Archives de la Présidence de la République : L’IVD et le mépris de l’Histoire

 

« C’est pire qu’un crime, c’est une faute »

 Boulay de la Meurthe, 1804.

 

 


La question des archives de la présidence pose aujourd’hui un problème de fond quant aux enjeux des dossiers historiques que soulève le retour à une année charnière par laquelle l’IVD va engager son travail de mémoire et surtout d’histoire : 1955 ! Il est vrai que justice doit-être rendue pour toute personne ayant été lésée ou dont les droits ont été bafoués. Mais l’instance a-t-elle pensé à réécrire un pan entier de notre histoire avec une ignorance totale du procédé, du moins scientifique, du métier d’historien ? Et comme Fernand Braudel le dit assez bien « il n’ y a guère de présent tout est historique ». Instruire le passé ne revient-il pas à demander l’avis des historiens et leurs implications dans ce processus de recherche de vérité ? Le droit ne représente qu’une partie de ces dossiers et vient en dernier lieu. Pourquoi cette volonté délibérée de revenir à l’Histoire sans les historiens ?

 

Mémoire, Histoire, archives : des sources à l’investigation et maillon fort négligé par l’IVD

Je ne m’étalerai pas trop sur l’amateurisme de la présidente de l’Instance vérité et Dignité, mes collègues Hédi Jellab et Ridha Tlili vont démontrer que les Archives ne sont pas une marchandise mais un patrimoine d’État. Ce qui me chagrine le plus en tant qu’historien-chercheur et membre de l’unité archivistique à l’Institut Supérieur d’Histoire de la Tunisie Contemporaine, c’est l’instrumentalisation faite de l’histoire dans ce semblant recherche de vérité.
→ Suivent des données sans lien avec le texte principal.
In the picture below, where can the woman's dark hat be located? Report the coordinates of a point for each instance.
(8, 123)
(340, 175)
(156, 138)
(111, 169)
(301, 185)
Je pense sérieusement qu’engager l’enquête à partir de 1955 est un choix politique et non mémoriel. Ce choix part d’un postulat que les yousséfistes étaient des victimes de Bourguiba, alors que ce dossier n’est pas tranché par les historiens, encore mieux, la police tunisienne n’existait pas à l’époque, et les seuls rapports étaient établis par la police française ! (Nous allons revisiter ces archives dans les prochains numéros de Réalités). Et donc les défis se situent d’ores et déjà au niveau des sources même de ce conflit. L’histoire orale et en dépit des avantages qu’elle procure, n’est pas une source sûre pour l’historien. Le travail de croisement des sources, d’accès aux archives de première main est le métier de professionnels qui sont outillés pour revisiter ces archives, les croiser, les critiquer car ils ont un background et une culture historique pointue qui leur permettent de lire (et ce n’est pas un vain mot) les archives.

 

Une seule question centrale se pose

Pourquoi l’Instance et les membres de l’Assemblée Constituante ont écarté les historiens alors que le choix de l’année 1955 n’est assurément pas neutre et que la plupart des dossiers qui seront instruits (youssefisme, complot 1962, affaire de Bizerte, mouvement perspective, grève de janvier 1978, l’affaire de Gafsa 1980, la révolte du pain et tous les dossiers sous Ben Ali) reviennent d’abord à une investigation historique et à un travail titanesque que l’IVD n’a ni les compétences requises, ni le recul et l’objectivité qui lui permettent d’engager non un travail de mémoire (subjectif) mais plutôt d’histoire (objectif) ?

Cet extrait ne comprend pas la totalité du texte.